Als iedereen een paar mtb’s heeft getest en bovenop het pittigste klimmetje weer is uitgehijgd, rijden we via een fraaie toeristische route terug naar de bewoonde wereld. Eén van de paden ligt er heel slecht bij, met modderpoelen zo diep als kinderbadjes. Een collega-tester rijdt daar dwars doorheen en komt er tot zijn borst besmeurd met troep weer uit. Soms moeten we zelfs van de fiets om onze weg te vervolgen. Volgens Maurice Heijnen hebben de paden er nog niet eerder zo slecht bij gelegen. De meest extreme omstandigheden tot nu toe, zegt hij zelfs.

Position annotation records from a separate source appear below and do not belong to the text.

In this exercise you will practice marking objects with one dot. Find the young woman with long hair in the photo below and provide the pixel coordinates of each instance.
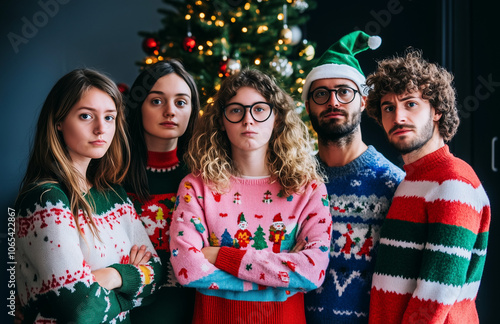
(162, 108)
(254, 196)
(77, 233)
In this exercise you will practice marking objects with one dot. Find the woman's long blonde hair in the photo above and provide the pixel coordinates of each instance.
(288, 158)
(50, 161)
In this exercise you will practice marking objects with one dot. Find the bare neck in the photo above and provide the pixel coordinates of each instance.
(252, 164)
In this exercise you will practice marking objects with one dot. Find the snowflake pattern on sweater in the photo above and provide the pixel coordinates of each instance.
(437, 230)
(360, 194)
(54, 262)
(260, 270)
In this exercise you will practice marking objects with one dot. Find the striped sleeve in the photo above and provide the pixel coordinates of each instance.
(438, 234)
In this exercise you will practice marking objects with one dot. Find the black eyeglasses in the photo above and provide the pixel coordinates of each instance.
(260, 112)
(343, 94)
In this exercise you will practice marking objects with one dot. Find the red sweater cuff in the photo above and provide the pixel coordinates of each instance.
(229, 260)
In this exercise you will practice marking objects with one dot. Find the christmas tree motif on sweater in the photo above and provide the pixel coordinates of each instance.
(227, 239)
(367, 245)
(259, 242)
(197, 224)
(237, 198)
(281, 194)
(213, 240)
(277, 232)
(243, 235)
(155, 222)
(267, 197)
(324, 200)
(216, 196)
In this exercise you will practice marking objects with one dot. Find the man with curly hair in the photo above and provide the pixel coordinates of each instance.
(433, 241)
(361, 181)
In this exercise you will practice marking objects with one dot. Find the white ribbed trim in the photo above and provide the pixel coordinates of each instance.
(449, 190)
(426, 290)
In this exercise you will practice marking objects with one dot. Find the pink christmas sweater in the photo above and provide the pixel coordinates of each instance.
(255, 225)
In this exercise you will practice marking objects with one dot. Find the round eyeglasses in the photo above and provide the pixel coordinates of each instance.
(343, 94)
(260, 111)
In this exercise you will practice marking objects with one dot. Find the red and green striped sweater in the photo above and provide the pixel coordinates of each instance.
(433, 245)
(54, 262)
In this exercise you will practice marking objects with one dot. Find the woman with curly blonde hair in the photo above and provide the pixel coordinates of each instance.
(254, 194)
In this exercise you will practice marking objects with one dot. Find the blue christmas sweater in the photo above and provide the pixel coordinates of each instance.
(360, 194)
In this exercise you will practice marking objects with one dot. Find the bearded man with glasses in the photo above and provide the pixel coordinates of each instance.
(361, 181)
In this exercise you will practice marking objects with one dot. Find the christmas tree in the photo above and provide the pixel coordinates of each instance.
(259, 239)
(215, 39)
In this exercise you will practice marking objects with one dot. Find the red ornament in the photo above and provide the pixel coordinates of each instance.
(150, 45)
(223, 68)
(189, 43)
(123, 88)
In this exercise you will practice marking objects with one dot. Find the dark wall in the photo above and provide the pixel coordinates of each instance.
(41, 40)
(459, 35)
(400, 24)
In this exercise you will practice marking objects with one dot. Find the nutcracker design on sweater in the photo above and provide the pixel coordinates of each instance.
(277, 233)
(243, 235)
(249, 269)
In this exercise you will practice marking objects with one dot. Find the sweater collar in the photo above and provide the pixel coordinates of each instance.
(162, 161)
(348, 169)
(428, 162)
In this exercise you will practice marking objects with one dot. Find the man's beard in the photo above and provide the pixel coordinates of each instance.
(418, 142)
(333, 130)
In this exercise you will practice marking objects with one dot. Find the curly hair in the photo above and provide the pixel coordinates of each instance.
(288, 158)
(409, 74)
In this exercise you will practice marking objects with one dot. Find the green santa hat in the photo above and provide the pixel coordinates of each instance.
(241, 218)
(339, 61)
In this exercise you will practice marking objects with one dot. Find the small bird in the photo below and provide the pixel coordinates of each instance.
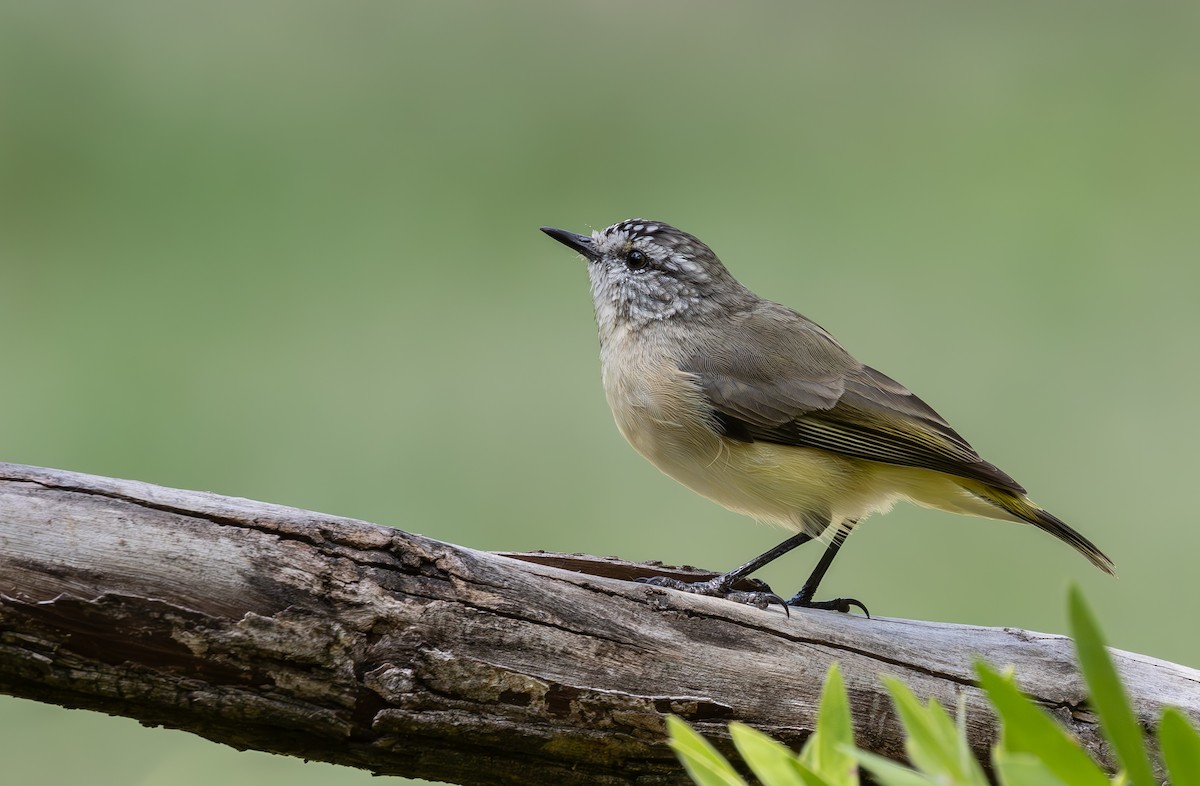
(755, 407)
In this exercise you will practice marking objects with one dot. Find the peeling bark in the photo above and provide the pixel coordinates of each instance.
(291, 631)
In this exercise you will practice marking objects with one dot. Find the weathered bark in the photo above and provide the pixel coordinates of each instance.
(336, 640)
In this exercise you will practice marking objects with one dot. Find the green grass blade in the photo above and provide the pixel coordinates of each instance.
(1024, 769)
(1107, 695)
(825, 751)
(1181, 749)
(888, 773)
(933, 742)
(1027, 729)
(706, 766)
(771, 761)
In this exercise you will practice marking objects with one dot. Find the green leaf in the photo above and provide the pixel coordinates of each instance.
(887, 772)
(703, 763)
(1117, 721)
(825, 751)
(1024, 769)
(1181, 748)
(1027, 729)
(933, 739)
(771, 761)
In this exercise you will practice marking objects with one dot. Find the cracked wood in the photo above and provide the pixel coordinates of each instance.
(297, 633)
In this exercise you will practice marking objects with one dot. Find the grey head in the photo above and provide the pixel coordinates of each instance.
(647, 271)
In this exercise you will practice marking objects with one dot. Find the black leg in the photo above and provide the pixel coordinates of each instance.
(721, 586)
(804, 598)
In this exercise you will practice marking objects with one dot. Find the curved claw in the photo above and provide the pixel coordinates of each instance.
(759, 600)
(837, 604)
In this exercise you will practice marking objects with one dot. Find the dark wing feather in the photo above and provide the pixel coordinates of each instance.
(797, 387)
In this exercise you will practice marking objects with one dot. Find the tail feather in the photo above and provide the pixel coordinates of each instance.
(1026, 510)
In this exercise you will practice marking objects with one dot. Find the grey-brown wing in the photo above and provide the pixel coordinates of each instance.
(796, 385)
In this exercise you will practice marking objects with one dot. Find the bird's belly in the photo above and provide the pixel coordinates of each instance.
(799, 489)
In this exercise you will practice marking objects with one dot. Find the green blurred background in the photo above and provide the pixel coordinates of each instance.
(289, 251)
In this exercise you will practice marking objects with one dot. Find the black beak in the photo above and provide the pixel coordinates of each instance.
(579, 243)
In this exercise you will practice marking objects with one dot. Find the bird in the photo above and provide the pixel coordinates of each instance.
(760, 409)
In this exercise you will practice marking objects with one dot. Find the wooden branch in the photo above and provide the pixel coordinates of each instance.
(298, 633)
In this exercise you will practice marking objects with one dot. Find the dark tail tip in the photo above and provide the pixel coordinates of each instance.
(1023, 508)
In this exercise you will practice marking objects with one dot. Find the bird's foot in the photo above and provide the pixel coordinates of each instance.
(723, 587)
(804, 600)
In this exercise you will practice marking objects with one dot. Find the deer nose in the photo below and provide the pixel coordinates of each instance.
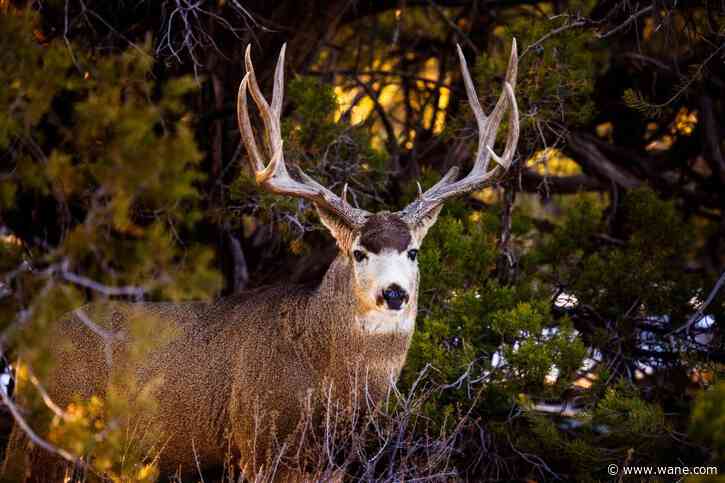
(395, 296)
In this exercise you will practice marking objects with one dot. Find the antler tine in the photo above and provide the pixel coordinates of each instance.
(480, 175)
(274, 176)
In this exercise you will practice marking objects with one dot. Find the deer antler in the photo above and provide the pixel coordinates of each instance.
(488, 126)
(274, 176)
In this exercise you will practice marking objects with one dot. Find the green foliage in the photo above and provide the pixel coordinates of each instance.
(110, 148)
(708, 419)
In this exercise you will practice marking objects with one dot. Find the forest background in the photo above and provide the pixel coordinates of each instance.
(570, 317)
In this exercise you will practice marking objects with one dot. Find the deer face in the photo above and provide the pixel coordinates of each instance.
(383, 253)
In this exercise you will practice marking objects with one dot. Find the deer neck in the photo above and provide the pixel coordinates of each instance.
(364, 340)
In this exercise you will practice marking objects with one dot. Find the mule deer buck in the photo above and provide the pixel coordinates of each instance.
(266, 351)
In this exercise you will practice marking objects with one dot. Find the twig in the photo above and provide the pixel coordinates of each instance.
(20, 421)
(621, 26)
(548, 35)
(698, 315)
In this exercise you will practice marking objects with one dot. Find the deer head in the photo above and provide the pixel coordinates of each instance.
(381, 247)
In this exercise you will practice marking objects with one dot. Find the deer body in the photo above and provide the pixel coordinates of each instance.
(269, 349)
(240, 373)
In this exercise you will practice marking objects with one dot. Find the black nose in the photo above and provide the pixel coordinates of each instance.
(395, 296)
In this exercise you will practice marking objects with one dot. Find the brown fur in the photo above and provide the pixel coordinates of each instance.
(237, 367)
(385, 230)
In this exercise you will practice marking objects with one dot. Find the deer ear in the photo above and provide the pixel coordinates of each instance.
(420, 229)
(342, 233)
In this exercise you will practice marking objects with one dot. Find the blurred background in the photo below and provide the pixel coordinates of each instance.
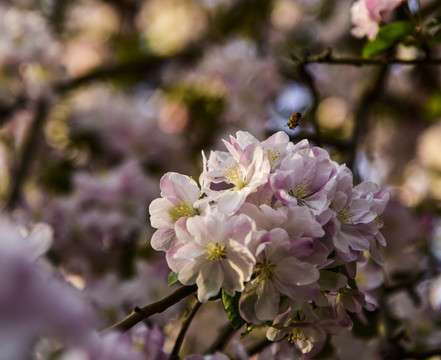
(99, 98)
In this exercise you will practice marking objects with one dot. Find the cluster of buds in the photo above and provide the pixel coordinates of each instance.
(280, 227)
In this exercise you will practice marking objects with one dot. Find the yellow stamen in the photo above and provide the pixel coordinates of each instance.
(235, 176)
(345, 215)
(215, 252)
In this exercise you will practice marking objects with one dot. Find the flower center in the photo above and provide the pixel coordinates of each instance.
(378, 222)
(301, 191)
(346, 216)
(182, 209)
(264, 270)
(272, 155)
(215, 252)
(235, 176)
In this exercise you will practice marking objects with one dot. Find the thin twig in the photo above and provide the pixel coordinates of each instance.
(326, 57)
(226, 333)
(362, 117)
(138, 314)
(185, 325)
(21, 168)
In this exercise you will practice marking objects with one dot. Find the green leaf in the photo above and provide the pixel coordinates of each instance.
(231, 306)
(388, 37)
(437, 37)
(172, 278)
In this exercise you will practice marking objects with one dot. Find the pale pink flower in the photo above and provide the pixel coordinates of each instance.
(367, 14)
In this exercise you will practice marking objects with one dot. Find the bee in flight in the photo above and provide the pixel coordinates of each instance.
(294, 120)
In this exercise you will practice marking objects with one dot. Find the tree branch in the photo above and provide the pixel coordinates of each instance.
(138, 314)
(326, 57)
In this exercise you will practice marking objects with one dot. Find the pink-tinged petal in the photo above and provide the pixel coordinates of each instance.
(209, 280)
(189, 252)
(240, 226)
(301, 248)
(350, 236)
(176, 186)
(301, 293)
(265, 216)
(163, 239)
(376, 254)
(247, 301)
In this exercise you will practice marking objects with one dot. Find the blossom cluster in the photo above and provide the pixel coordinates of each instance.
(279, 223)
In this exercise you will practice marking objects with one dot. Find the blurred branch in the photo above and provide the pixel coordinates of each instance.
(362, 116)
(226, 333)
(138, 314)
(20, 171)
(185, 325)
(326, 57)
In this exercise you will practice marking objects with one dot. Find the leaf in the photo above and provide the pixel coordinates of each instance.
(388, 37)
(249, 328)
(172, 278)
(231, 306)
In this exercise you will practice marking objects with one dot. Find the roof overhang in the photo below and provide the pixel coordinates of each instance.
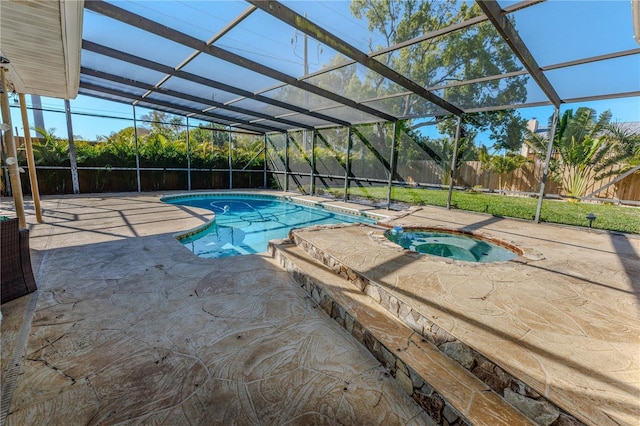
(42, 40)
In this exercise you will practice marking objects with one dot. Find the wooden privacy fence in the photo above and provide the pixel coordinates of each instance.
(526, 179)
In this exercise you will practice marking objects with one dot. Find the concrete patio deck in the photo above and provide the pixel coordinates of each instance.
(130, 327)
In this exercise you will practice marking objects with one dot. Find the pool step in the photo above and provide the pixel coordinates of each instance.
(448, 392)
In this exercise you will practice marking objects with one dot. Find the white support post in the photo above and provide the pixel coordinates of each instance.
(453, 162)
(545, 174)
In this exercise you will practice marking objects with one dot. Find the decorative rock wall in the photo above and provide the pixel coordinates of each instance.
(516, 392)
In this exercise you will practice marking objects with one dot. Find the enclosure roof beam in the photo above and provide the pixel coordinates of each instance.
(503, 25)
(125, 81)
(183, 109)
(143, 23)
(303, 24)
(113, 53)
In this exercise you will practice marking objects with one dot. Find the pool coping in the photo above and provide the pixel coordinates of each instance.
(328, 205)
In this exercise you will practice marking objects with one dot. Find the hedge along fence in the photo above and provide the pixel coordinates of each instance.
(110, 167)
(164, 165)
(526, 179)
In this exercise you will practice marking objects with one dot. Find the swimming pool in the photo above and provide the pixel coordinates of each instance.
(452, 245)
(244, 224)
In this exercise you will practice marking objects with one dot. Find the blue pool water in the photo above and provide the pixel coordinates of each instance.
(244, 225)
(451, 245)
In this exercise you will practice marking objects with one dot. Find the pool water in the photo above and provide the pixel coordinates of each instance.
(451, 245)
(244, 225)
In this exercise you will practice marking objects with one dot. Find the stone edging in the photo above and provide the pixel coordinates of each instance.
(516, 392)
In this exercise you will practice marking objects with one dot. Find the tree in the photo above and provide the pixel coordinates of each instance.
(472, 52)
(588, 147)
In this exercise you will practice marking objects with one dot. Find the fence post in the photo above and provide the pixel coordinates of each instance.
(264, 156)
(545, 173)
(230, 162)
(312, 185)
(392, 168)
(453, 162)
(188, 158)
(347, 165)
(72, 149)
(286, 161)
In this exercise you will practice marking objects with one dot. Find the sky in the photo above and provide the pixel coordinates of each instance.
(558, 23)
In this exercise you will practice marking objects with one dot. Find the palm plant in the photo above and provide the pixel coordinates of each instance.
(586, 150)
(502, 165)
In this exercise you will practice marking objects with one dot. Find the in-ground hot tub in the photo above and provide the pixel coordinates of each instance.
(458, 245)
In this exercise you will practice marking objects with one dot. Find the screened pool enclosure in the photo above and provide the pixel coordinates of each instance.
(340, 98)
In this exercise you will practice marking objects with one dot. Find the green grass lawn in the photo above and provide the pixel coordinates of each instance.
(609, 217)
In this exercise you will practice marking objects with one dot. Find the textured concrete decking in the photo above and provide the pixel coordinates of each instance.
(130, 328)
(566, 324)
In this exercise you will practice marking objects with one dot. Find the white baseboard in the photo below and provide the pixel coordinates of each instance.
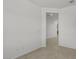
(21, 54)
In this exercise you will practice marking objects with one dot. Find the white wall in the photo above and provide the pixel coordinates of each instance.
(22, 28)
(51, 25)
(67, 27)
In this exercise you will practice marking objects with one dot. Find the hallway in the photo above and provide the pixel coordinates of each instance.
(52, 51)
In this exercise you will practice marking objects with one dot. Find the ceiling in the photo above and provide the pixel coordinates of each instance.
(52, 3)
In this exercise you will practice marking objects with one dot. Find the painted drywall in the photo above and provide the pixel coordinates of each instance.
(67, 27)
(51, 25)
(22, 28)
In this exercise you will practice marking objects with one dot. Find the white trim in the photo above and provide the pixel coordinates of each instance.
(44, 11)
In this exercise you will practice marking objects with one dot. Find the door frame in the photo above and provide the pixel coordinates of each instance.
(44, 11)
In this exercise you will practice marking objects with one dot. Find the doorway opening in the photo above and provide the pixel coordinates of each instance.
(51, 29)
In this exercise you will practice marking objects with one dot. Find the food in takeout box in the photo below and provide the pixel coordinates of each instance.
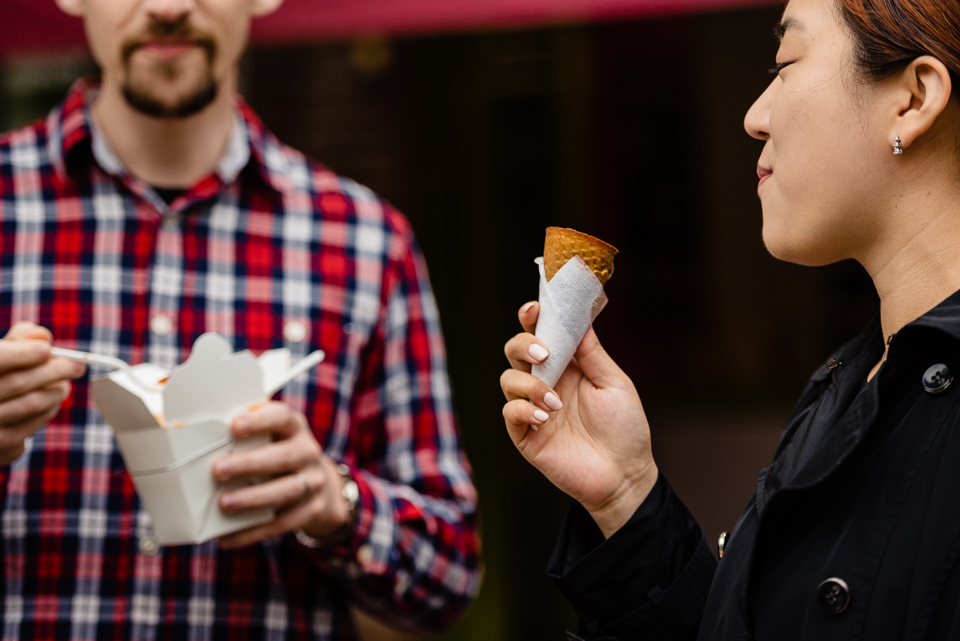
(170, 435)
(573, 270)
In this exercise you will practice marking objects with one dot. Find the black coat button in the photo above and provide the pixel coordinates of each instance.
(937, 378)
(833, 595)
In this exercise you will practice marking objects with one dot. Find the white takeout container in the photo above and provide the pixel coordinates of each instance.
(170, 433)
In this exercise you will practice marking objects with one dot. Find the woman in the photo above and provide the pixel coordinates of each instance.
(854, 531)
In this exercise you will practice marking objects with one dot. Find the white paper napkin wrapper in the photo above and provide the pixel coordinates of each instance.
(569, 303)
(169, 437)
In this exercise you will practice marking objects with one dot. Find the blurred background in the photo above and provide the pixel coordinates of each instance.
(487, 121)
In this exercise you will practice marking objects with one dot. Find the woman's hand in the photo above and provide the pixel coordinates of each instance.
(589, 436)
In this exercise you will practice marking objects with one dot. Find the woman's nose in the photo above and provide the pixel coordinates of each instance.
(757, 120)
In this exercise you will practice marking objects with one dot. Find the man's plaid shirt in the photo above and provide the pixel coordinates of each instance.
(270, 251)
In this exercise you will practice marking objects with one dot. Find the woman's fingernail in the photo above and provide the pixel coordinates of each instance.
(552, 401)
(241, 424)
(537, 352)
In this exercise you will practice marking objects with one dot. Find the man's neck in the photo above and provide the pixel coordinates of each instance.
(166, 152)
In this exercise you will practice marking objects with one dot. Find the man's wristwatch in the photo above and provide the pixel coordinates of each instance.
(351, 496)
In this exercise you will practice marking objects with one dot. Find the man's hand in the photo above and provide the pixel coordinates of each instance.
(32, 386)
(303, 487)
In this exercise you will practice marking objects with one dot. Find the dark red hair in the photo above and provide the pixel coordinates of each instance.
(889, 34)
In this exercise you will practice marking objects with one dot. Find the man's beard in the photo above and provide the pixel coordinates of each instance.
(147, 103)
(145, 98)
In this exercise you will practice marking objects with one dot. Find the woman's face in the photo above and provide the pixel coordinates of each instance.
(820, 168)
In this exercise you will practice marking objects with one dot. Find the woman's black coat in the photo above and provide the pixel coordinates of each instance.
(853, 533)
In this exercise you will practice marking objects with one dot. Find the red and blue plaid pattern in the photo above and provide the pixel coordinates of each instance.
(96, 256)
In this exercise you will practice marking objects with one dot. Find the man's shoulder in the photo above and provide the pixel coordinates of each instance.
(16, 143)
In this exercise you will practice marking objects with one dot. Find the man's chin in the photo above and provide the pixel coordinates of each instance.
(150, 104)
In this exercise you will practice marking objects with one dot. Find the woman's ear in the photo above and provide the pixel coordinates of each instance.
(263, 7)
(923, 92)
(71, 7)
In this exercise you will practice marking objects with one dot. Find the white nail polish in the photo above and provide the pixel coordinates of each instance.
(538, 353)
(552, 401)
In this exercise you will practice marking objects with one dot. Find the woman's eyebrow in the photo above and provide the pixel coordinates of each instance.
(788, 22)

De laatste kilometers bevatten nog drie lastige heuveltjes en daar merk ik dat de pijp na 20 km behoorlijk leeg is. In toeristentempo kom ik boven. O ja, zo voelt verzuring. Mtb’en is wel even andere koek dan die fietstochtjes op lage hartslag die ik dit jaar op de racefiets heb gedaan. Als mijnwerkers na hun nachtdienst keren we weer terug bij het Merida experience center. De fietsen gaan weer op de standaard. Godzijdank hoeven we ze niet zelf te poetsen.
Een dag voor deze modderrit was ik in Amsterdam bij de Nederlandse première van de film For the love of mud. Een film over cyclo-cross, die één ding heel goed doet: na twintig minuten heb je als kijker enorm veel zin om zelf door de modder te crossen. Een dag later rijd ik daadwerkelijk dwars door de derrie. Dat noemen ze timing. Ik kan hier wel aan wennen, aan dat modderrijden. Het voelt sowieso als de perfecte (interval)voorbereiding op het zomerseizoen. En laten we de kernzin van For the love of mud niet vergeten, het zinnetje dat de hele dag door mijn hoofd spookt op de mtb: ‘Every kid loves to play in the mud.’ En zo is het.